The book, Young Bradman, goes on to say the family, who then moved to Bowral, would have had plenty of income from the rent of the cottages.
“In his autobiographies, Don Bradman describes his father as a carpenter, which was true,” Mr Rowe said.
“But it hid the fact that the family had plenty of money behind them.
“The first job Don Bradman took was at a Bowral estate agency, which could be a sign of how the Bradman family was at home with property deals.
“It also matters because a lack of money worries meant Don’s father could accompany him to Sydney by train for his crucial trial at the Sydney Cricket Ground in October 1926.
“He was doing his best to avoid jealousy – he faced enough envy from his fellow cricketers.”
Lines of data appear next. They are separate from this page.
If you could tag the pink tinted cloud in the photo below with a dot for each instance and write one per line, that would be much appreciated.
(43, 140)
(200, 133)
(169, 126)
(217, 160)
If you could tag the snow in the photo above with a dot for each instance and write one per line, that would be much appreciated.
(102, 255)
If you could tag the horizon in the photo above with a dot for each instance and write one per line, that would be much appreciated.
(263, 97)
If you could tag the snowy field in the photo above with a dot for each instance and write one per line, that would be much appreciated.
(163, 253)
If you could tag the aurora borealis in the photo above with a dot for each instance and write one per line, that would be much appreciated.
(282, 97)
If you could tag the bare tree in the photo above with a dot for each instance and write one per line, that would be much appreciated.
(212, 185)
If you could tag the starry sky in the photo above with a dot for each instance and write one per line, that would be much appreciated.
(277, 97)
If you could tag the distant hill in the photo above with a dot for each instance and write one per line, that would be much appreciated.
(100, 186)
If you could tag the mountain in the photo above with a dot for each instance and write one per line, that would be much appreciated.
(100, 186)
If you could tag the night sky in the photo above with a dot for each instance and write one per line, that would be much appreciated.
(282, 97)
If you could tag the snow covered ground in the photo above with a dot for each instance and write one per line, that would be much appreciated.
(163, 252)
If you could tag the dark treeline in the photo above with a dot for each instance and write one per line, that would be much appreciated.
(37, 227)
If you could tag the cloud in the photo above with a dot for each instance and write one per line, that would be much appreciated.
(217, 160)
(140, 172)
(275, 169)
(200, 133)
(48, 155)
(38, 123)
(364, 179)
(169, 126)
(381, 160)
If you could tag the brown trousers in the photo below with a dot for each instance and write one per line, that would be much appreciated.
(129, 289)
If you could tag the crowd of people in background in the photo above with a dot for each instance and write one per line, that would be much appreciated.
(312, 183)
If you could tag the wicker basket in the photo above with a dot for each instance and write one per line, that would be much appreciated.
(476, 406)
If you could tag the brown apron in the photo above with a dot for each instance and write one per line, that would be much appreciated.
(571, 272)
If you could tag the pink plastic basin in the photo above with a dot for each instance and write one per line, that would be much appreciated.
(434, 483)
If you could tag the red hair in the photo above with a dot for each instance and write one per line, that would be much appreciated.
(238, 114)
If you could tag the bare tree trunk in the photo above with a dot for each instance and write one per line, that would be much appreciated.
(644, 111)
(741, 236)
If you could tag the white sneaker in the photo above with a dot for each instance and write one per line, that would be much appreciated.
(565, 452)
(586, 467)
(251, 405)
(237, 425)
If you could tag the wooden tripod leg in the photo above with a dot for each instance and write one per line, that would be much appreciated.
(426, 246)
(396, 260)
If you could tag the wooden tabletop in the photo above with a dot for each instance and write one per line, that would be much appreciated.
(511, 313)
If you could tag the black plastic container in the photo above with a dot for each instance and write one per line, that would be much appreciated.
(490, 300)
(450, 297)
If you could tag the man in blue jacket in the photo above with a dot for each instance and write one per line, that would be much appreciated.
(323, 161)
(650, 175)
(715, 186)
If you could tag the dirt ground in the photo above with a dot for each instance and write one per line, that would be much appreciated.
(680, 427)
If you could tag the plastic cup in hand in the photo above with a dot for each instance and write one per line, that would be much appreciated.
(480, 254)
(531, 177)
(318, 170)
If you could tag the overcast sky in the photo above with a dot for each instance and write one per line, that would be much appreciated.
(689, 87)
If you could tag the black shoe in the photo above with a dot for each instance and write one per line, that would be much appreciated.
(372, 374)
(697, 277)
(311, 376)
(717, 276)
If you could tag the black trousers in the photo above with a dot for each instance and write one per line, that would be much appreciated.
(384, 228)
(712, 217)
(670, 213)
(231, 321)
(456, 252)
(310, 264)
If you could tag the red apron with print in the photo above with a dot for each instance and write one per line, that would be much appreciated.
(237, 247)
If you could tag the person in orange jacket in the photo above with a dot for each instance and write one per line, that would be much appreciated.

The book, published in the UK by the Association of Cricket Statisticians, covers Bradman’s life until May 1930, when his outstanding batting for Australia made him world-famous.
After leaving Cootamundra, the family moved to the Southern Highlands where Bradman's mother's family came from. Another reason for the move may have been the death in 1907 of George Bradman's father Charles, an 1840s emigrant from England, who settled and prospered as a farmer outside Cootamundra.
“Though the events in my book are a century old, I was struck by how relevant Bradman’s story is now, and indeed for the future,” Mr Rowe said.
“Bradman was so much more successful than any other batsman, at the time and since. No-one is remotely his equal, despite all the coaching and academies and sports science.
“Why are Bradman’s methods – his famous game with a golf ball and stick against his water tank at his childhood home – not analysed and copied?
“It remains a mystery to me how Bradman did what he did; the only consolation is that Bradman could not explain it either.”